Kik, which provides a global chat platform under the same name, sold the “kin” tokens to investors without registering the offering under U.S. securities laws and deprived investors of information, the regulator said.
“Companies do not face a binary choice between innovation and compliance with the federal securities laws,” said Steven Peikin, co-director of the SEC’s enforcement division.
Kik’s online fundraiser was one of the largest ICOs that took place in 2017, amid a global cryptocurrency issuance frenzy. Backed in some cases by legal opinions, companies such as Canada-based Kik, said they believe the “tokens” they were issuing were not securities.
The SEC started warning in July 2017 that some cryptocurrencies issued through ICOs may be considered securities and would therefore fall under its remit.
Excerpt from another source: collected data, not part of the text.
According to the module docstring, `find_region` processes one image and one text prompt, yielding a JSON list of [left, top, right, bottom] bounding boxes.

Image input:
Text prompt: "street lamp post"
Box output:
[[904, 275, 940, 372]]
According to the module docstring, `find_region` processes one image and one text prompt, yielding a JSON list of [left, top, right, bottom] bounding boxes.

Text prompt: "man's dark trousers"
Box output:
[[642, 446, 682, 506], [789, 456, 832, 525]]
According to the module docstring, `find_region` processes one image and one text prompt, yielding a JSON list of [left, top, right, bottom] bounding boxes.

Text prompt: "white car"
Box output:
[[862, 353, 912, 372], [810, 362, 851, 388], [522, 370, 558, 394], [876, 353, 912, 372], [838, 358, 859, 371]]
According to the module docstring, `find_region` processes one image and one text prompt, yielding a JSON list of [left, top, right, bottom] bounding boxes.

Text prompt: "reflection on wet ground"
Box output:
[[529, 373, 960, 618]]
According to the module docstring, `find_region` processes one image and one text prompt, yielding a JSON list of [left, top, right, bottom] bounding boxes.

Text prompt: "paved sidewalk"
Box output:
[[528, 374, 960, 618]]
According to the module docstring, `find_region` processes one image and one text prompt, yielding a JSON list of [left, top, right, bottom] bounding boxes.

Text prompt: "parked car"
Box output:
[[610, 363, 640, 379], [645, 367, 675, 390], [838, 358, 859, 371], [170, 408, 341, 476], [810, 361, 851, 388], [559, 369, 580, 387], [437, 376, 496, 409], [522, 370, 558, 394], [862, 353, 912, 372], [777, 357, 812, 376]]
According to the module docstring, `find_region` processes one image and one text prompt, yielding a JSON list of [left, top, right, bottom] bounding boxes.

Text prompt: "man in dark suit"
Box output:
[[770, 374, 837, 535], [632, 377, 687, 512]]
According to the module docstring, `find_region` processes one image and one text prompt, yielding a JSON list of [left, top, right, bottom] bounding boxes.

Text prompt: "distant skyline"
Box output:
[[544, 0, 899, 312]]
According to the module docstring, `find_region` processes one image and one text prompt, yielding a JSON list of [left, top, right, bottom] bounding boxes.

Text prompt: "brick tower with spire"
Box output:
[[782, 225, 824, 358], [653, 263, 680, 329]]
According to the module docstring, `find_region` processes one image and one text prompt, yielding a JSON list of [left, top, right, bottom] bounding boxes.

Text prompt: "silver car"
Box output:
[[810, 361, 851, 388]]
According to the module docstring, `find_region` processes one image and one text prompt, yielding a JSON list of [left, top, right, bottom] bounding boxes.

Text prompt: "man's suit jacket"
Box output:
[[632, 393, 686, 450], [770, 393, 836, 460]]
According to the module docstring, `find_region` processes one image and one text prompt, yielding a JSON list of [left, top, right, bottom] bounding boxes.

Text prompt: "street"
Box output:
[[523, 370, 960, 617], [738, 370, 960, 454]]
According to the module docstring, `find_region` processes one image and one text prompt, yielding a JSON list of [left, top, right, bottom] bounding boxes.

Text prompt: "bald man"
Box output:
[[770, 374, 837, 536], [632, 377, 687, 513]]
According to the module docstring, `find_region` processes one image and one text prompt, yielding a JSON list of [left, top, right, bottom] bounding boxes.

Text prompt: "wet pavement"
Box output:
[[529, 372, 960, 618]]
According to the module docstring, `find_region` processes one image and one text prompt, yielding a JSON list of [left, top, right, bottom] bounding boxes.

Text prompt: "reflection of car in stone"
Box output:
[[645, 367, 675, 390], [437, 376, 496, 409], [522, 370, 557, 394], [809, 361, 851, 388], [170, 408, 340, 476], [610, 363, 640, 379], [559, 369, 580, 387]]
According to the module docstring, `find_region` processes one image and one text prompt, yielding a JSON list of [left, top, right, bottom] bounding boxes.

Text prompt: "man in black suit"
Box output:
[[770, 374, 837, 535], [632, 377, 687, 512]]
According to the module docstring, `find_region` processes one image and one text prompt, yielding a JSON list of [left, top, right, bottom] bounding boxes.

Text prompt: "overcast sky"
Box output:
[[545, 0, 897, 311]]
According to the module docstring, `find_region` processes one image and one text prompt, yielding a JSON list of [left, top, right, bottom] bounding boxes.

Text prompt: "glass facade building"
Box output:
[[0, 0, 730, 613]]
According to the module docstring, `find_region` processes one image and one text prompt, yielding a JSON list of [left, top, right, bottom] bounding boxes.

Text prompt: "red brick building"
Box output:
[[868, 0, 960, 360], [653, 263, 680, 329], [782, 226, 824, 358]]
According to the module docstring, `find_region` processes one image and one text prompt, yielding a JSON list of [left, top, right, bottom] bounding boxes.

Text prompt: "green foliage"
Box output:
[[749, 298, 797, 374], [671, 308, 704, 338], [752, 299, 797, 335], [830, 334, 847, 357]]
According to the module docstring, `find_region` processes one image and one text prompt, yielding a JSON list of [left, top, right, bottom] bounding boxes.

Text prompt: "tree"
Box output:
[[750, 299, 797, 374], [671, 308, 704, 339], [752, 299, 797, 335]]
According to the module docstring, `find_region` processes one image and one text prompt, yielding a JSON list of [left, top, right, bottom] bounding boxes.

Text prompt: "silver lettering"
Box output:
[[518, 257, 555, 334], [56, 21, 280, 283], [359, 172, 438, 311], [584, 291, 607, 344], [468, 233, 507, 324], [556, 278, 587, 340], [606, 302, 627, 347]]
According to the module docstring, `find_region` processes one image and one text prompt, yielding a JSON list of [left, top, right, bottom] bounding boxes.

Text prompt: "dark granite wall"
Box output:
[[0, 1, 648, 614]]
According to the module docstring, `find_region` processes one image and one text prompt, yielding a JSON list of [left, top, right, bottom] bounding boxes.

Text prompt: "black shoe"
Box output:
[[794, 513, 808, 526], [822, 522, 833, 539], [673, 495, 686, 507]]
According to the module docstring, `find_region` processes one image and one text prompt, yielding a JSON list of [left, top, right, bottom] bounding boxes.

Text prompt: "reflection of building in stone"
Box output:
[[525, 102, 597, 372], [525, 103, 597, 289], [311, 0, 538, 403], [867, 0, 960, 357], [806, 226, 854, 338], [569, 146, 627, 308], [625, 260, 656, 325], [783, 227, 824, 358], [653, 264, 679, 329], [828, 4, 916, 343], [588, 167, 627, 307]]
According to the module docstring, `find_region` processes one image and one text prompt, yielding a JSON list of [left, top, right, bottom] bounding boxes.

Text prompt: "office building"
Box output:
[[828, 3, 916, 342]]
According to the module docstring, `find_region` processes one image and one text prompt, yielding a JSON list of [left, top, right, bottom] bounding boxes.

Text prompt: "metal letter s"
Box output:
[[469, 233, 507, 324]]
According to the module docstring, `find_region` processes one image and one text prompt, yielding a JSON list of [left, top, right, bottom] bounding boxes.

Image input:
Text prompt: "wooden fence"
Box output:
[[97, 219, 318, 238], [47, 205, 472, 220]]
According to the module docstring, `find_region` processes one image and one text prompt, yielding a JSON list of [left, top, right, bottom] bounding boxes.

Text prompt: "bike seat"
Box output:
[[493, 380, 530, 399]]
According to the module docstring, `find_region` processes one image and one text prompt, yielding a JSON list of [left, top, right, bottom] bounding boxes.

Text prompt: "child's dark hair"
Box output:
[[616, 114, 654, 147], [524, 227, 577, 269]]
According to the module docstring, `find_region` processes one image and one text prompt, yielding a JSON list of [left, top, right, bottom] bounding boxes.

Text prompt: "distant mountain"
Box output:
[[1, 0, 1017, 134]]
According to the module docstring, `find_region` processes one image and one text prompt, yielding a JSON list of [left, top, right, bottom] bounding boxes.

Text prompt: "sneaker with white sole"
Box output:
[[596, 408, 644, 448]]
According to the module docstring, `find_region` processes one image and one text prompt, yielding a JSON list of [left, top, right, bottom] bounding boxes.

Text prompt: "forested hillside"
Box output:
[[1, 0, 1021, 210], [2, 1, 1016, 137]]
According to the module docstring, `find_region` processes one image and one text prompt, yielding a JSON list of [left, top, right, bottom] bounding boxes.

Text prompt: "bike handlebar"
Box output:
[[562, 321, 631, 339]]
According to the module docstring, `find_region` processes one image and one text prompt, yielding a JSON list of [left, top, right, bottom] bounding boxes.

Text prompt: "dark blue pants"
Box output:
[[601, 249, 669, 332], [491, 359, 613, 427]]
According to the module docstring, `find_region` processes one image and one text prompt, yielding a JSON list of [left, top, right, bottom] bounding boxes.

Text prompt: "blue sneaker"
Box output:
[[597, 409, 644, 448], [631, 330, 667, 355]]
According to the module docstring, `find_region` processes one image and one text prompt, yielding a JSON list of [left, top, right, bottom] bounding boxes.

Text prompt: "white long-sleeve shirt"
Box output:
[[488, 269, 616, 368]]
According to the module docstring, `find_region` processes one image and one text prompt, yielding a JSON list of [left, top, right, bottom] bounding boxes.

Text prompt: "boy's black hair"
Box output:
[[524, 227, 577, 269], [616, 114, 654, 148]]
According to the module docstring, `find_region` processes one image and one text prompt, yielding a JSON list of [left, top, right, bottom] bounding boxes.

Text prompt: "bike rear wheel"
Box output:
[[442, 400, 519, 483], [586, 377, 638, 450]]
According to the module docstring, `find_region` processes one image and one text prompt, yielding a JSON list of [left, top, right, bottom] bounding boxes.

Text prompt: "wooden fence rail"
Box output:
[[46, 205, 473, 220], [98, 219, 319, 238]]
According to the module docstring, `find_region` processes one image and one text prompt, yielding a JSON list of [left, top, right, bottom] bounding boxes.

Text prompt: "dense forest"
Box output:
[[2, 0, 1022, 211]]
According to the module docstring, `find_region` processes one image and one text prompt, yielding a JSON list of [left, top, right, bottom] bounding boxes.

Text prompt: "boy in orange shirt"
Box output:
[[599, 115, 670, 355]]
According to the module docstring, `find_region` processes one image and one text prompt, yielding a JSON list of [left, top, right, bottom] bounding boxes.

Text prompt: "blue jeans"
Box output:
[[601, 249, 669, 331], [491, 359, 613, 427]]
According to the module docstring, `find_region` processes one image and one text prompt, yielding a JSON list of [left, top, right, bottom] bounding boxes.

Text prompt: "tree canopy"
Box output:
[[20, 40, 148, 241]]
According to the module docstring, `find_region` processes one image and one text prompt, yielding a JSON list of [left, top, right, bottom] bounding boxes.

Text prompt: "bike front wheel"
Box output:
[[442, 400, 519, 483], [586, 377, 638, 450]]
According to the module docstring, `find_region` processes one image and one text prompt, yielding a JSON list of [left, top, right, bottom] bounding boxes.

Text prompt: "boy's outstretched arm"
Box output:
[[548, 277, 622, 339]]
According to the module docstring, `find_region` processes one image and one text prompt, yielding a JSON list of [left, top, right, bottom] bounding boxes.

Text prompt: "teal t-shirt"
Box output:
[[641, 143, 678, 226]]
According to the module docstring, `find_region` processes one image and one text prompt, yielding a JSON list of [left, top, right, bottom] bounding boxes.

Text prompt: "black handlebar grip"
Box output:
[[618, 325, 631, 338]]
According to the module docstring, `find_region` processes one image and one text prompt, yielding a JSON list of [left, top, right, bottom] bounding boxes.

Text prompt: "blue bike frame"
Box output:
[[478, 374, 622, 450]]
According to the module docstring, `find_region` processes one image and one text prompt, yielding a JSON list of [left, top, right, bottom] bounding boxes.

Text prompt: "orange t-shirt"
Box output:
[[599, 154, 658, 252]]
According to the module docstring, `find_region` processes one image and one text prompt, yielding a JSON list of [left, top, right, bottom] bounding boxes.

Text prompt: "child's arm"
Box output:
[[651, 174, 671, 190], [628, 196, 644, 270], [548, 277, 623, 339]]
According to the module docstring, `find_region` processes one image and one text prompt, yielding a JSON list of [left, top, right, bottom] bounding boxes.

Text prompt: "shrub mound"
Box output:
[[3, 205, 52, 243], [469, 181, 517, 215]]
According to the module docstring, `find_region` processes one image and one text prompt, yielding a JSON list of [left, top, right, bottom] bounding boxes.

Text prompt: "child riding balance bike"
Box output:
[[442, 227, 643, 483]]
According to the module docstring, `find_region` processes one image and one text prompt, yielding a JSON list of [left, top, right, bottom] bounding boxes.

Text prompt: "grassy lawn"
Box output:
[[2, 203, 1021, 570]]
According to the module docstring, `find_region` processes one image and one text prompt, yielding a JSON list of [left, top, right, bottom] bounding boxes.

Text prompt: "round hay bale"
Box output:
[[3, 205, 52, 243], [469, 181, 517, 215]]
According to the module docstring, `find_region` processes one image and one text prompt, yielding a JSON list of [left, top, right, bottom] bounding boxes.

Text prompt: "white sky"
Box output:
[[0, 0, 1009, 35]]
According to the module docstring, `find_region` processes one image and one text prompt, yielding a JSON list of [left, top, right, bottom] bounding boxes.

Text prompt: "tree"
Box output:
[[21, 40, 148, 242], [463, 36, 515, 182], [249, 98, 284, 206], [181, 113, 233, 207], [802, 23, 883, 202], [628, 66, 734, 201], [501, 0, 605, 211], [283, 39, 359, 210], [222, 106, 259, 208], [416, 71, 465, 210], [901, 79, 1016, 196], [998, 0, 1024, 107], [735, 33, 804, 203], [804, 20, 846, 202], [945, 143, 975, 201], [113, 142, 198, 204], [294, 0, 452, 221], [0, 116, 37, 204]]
Since then the regulator has been taking action against some issuers which it believes failed to register their offering of securities or committed fraud while doing so. Kik’s ICO is the largest the SEC has targeted publicly so far.
The company had previously said it planned to fight the SEC, going so far as to create a website soliciting public donations for its legal battle with the regulator. The company said on that website it had set aside $5 million for its legal defense.